I’d have to say when I hire someone in Fiverr to make a logo for my app I’m not suddenly a multi-person team. If I use AI to make my logo instead of paying a human $50 to make one I didn’t exactly experience a productivity revolution.
The other thought that popped into my head is that offshore contractors have access to AI, too. So shouldn’t we see their output go up and prices go down? Again we have another facet of this lack of market indicators.
They were multi-person teams.
Some had employees (which were let go when they pivoted). Some were contractors doing all of the engineering work.
The majority of businesses fail within 5 years.
Are they using AI because it’s better or because they have no other choice?
If I hire two sandwich artists for 6 months but nobody buys my sandwiches, I don’t have much choice but to fire them.
This word “pivot” is strong.
Because it's better (versus the engineers they were able to hire).

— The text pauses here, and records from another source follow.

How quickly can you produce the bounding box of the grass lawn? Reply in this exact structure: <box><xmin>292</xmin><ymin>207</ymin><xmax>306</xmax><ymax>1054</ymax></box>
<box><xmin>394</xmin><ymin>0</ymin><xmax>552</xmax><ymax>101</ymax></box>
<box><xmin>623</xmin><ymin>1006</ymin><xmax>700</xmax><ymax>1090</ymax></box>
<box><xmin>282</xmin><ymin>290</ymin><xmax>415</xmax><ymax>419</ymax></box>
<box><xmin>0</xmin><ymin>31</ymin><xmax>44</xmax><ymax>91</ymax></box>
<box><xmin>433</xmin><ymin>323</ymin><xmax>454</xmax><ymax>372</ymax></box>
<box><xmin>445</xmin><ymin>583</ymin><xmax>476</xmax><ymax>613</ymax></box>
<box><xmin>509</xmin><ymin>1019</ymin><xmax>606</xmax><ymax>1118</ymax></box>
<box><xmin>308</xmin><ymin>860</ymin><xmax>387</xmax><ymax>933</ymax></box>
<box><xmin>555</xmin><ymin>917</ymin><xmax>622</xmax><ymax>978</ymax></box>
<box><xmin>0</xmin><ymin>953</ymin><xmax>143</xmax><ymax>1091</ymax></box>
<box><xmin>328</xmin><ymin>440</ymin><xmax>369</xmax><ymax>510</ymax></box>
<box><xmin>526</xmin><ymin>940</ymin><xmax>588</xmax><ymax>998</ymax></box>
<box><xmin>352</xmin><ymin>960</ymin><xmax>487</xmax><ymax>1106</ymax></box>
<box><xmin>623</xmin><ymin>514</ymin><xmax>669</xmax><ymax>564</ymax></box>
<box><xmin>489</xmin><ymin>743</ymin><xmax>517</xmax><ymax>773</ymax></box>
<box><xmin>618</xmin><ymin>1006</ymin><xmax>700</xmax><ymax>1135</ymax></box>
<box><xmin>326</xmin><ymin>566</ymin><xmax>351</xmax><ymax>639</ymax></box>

Pivot is strong and in both cases where they went n -> 1, the pivots were dramatic. One went from building a (credit) card switching SDK to building a legal assistant AI. One went from building a fin-tech compliance product to a CRM for managing collections.
Because they went back to the drawing board, they ended up letting go of their teams and started using AI to build MVPs and then found that they could ship faster and better.